Souvent introduit comme (A Band Called) E, sûrement plus pour faciliter les recherches sur le web que pour différencier la formation du fameux leader de Eels, le trio bostonien rassemble trois beaux rescapés du noise rock et de l’improv circa années 80 jusqu’au début des années 2000 en passant donc par les glorieuses 90s, la chanteuse/guitariste Thalia Zedek de Live Skull, Come et plus récemment du Thalia Zedek Band déjà chez Thrill Jockey, Jason Sidney Sanford des toujours (relativement) actifs et métamorphes Neptune en seconde guitare customisée et au chant lui aussi, et Gavin McCarthy des cultissimes Karate derrière les fûts.

On ne vous fera pas l’affront de vous présenter plus avant le pedigree de ces trois quinquas de moyenne d’âge, puisque c’est bien la pertinence de ce second opus en trois ans qui nous intéresse aujourd’hui, à 24 heures de leur concert à l’Espace B parisien. Et le moins qu’on puisse dire c’est qu’en s’effaçant derrière leurs compos à deux voix - Zedek et Sanford se partageant pour moitié l’écriture et l’interprétation - aux dissonances transcendées par la touche d’étrangeté des effets home-made du second (Pennies) et aux crescendos électriques aussi tendus qu’énergiques (Poison Letter), le trio retrouve une certaine essence perdue dans le genre, faite d’une épure où la clarté des lignes mélodiques (vocales en particulier) et des frappes millimétrées de Gavin McCarthy d’une intensité souvent presque tribale rejoint le chaos contrôlé des riffs de guitare volontiers distordus et saturés (Cannibal Chatroom, que Sandford habite comme le suivant Hole In Nature de sa voix grave au timbre presque incantatoire, voire forcément un peu malsain sur le premier).

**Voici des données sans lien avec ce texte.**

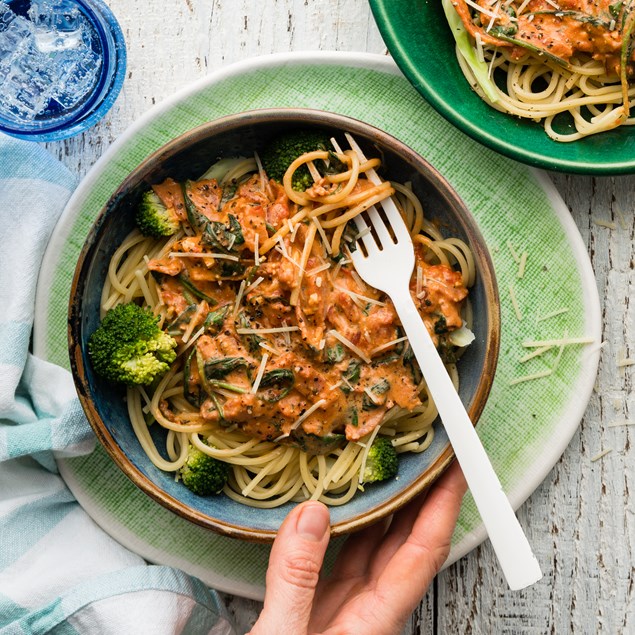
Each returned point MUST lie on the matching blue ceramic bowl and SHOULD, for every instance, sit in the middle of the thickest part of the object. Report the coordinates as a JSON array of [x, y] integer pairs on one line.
[[190, 155]]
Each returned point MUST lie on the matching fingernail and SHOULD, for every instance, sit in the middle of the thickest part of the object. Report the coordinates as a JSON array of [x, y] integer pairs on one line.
[[313, 522]]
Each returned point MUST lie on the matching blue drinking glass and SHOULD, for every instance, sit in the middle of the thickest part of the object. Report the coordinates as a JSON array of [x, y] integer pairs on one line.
[[62, 65]]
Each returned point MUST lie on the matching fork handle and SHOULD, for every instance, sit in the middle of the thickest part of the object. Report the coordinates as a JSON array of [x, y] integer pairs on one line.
[[519, 565]]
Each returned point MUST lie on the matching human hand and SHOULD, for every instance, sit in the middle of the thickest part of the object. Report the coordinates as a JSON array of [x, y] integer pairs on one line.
[[381, 573]]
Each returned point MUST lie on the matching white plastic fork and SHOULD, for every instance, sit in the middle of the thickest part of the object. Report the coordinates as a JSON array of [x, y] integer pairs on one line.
[[388, 266]]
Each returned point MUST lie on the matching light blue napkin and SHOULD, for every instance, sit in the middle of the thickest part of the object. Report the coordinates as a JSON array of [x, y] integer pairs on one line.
[[59, 572]]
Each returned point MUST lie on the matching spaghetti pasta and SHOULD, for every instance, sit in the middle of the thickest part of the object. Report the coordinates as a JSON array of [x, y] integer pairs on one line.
[[565, 63], [288, 365]]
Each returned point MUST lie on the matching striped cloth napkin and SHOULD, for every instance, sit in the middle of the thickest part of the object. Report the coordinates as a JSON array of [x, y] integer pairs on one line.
[[59, 572]]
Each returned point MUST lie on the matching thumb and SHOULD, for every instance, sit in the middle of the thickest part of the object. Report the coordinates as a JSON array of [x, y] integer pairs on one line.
[[294, 570]]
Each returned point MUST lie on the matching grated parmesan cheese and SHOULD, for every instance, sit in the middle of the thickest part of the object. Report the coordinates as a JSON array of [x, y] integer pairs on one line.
[[276, 329], [260, 373]]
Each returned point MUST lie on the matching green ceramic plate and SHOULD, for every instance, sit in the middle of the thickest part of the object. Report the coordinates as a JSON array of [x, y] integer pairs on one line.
[[418, 37], [525, 427]]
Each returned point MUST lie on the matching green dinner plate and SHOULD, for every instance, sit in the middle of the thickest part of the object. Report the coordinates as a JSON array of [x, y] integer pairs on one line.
[[419, 39], [525, 426]]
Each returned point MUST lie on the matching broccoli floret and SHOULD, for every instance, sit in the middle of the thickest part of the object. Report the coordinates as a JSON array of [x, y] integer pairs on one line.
[[284, 150], [129, 347], [154, 218], [382, 461], [203, 474]]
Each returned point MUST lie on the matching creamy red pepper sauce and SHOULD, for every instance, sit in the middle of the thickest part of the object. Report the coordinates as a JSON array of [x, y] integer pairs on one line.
[[562, 28], [305, 365]]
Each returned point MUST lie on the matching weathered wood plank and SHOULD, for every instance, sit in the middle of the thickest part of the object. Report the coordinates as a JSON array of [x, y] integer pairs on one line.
[[581, 520]]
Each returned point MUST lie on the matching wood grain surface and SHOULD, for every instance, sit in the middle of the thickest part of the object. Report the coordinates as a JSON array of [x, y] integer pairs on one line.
[[581, 520]]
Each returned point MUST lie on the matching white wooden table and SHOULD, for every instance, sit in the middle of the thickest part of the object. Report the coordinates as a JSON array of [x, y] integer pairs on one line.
[[581, 521]]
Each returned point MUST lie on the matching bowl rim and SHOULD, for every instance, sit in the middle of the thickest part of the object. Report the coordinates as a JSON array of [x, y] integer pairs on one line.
[[232, 122], [577, 157]]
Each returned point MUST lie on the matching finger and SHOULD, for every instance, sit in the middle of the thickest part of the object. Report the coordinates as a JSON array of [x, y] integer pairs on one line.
[[420, 554], [294, 569], [356, 554], [349, 574]]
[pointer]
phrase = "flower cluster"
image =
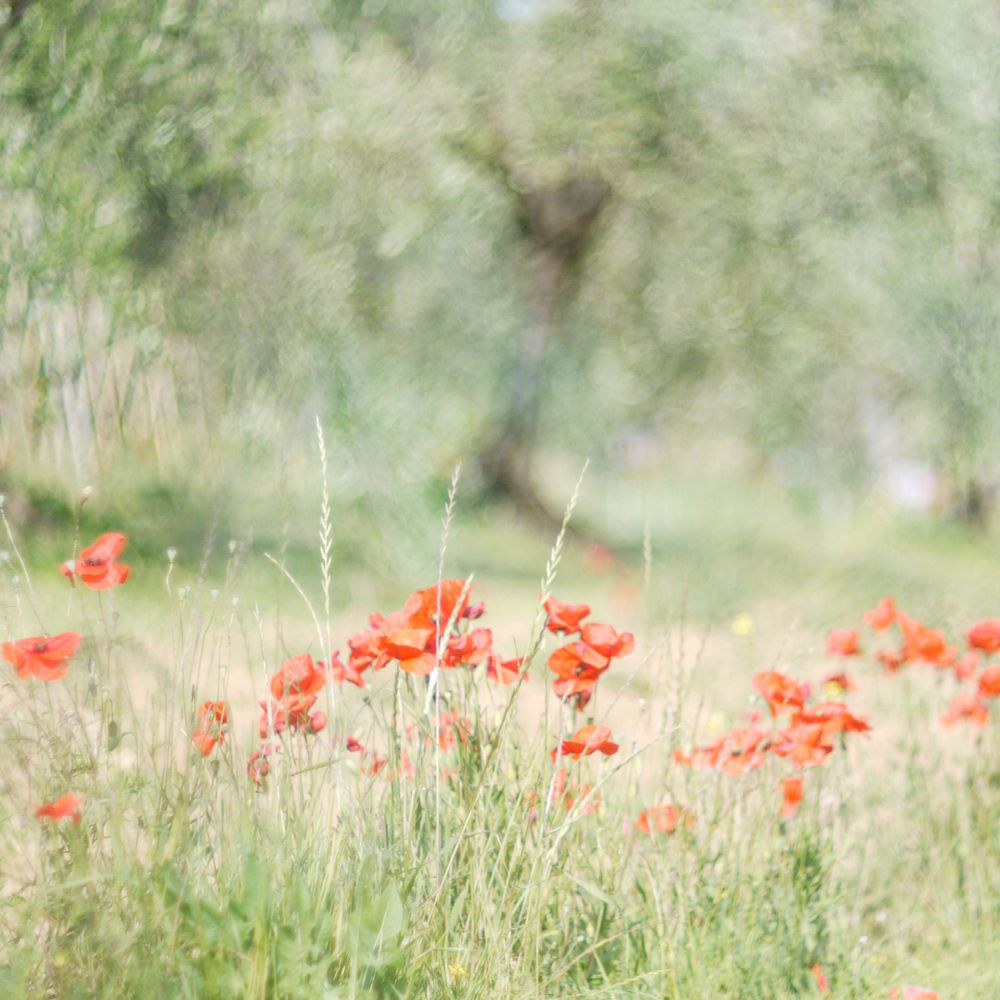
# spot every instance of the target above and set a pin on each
(920, 644)
(579, 665)
(427, 632)
(804, 739)
(46, 657)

Tout aussi incandescent dans ses passages les plus feutrés (A House Inside) et anguleux jusque sur ses morceaux empreints d’un petit groove bien senti (The Projectionist, Down She Goes), Negative Work semble ainsi tailler à la 6-cordes dans le gras de l’indie rock d’aujourd’hui et renoue avec sa dimension viscérale, dense et minimaliste à la fois, tant dans ses moments plus post-hardcore et non moins élégants à la Fugazi (One In Two) que dans ses incursions pop-punk nihilistes et ludiques (cf. le braillard Untie Me).

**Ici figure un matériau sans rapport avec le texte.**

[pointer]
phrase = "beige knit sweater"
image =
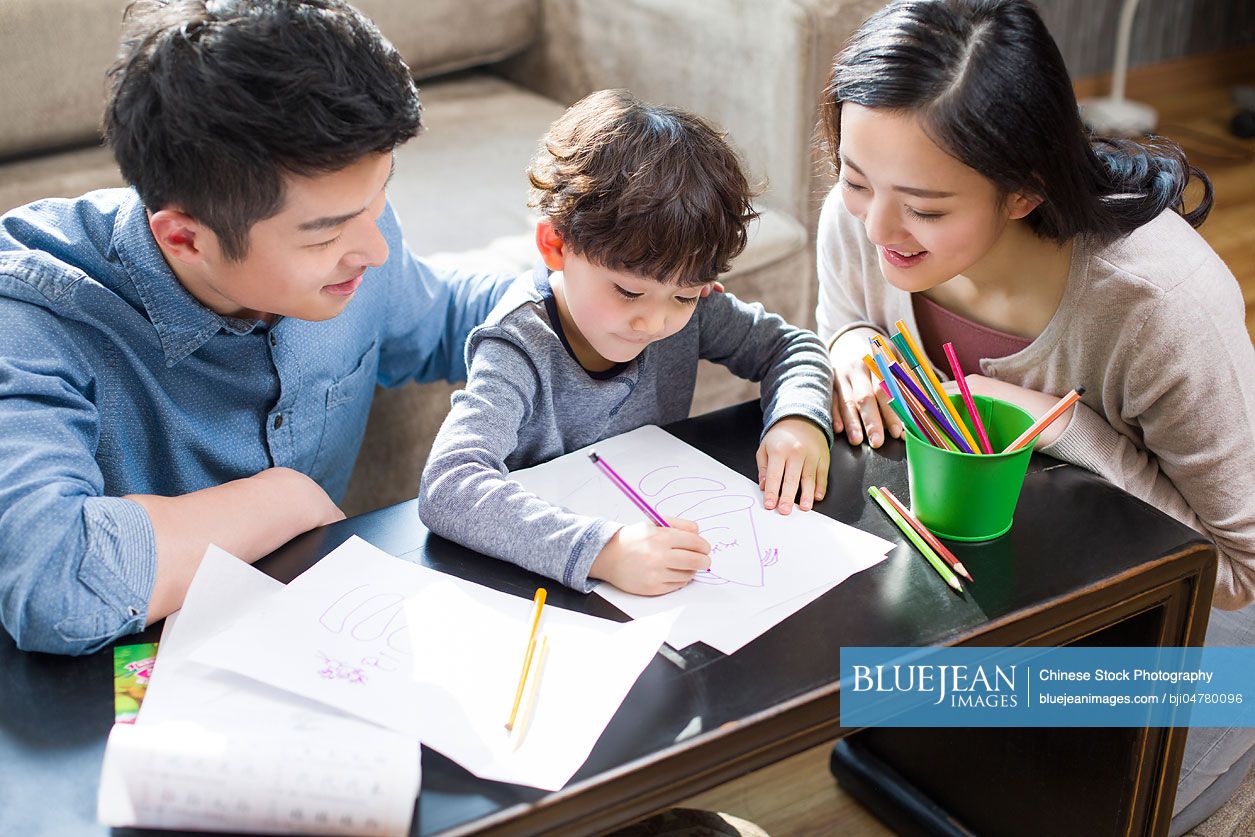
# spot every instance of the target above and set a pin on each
(1153, 326)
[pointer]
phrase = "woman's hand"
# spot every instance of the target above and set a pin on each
(859, 407)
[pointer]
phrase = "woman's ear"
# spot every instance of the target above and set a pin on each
(1020, 203)
(550, 244)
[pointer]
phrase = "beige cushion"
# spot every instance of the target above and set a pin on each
(443, 35)
(53, 58)
(54, 55)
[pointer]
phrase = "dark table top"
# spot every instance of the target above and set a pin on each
(1072, 531)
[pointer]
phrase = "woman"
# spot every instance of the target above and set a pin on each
(973, 205)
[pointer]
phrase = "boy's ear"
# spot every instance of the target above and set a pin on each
(178, 235)
(550, 244)
(1020, 203)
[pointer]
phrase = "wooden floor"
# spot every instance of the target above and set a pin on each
(798, 796)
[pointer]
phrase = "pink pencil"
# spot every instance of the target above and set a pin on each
(621, 485)
(966, 398)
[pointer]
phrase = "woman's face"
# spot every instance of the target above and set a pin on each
(929, 216)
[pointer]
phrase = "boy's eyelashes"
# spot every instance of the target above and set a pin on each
(630, 295)
(324, 244)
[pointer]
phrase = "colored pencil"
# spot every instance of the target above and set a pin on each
(929, 431)
(1059, 408)
(934, 413)
(936, 384)
(914, 364)
(534, 688)
(966, 397)
(938, 546)
(925, 550)
(537, 606)
(904, 414)
(621, 485)
(887, 377)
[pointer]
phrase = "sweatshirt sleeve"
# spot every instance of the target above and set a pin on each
(467, 495)
(838, 260)
(790, 362)
(1189, 388)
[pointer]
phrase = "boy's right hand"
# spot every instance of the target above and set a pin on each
(859, 407)
(650, 560)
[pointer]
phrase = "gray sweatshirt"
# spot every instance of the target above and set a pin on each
(527, 400)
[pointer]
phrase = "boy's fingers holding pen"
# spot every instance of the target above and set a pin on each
(680, 523)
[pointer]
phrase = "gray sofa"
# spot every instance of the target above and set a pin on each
(493, 74)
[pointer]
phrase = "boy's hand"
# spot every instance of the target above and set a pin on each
(859, 407)
(650, 560)
(793, 453)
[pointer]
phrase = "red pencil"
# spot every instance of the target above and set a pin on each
(1027, 437)
(966, 398)
(946, 555)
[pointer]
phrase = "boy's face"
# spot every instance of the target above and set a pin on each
(305, 262)
(610, 315)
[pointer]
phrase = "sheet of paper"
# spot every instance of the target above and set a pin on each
(183, 774)
(761, 561)
(221, 752)
(468, 644)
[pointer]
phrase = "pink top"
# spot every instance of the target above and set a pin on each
(971, 341)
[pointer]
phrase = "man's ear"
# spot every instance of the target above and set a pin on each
(178, 235)
(550, 244)
(1020, 203)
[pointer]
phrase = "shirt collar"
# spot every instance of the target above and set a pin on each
(182, 323)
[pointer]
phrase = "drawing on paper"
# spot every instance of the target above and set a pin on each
(334, 669)
(726, 520)
(374, 619)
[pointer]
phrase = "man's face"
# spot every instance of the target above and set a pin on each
(308, 260)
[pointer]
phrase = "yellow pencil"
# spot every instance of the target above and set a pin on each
(537, 605)
(534, 688)
(928, 370)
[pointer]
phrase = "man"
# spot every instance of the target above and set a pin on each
(192, 359)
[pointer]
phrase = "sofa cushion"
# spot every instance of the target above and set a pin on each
(443, 35)
(53, 63)
(57, 52)
(461, 188)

En somme, si vous êtes Parisien, vous ne voudrez certainement pas manquer ça demain soir, aussi sûrement que nous y serons, en quête du frisson de l’authenticité et de cette présence très androgyne, la voix aidant, de l’une des grandes dames les plus sous-estimées du rock indé des 30 dernières années.


Streaming du jour - 17.06.2018 par RabbitInYourHeadlights
... et plus si affinités ...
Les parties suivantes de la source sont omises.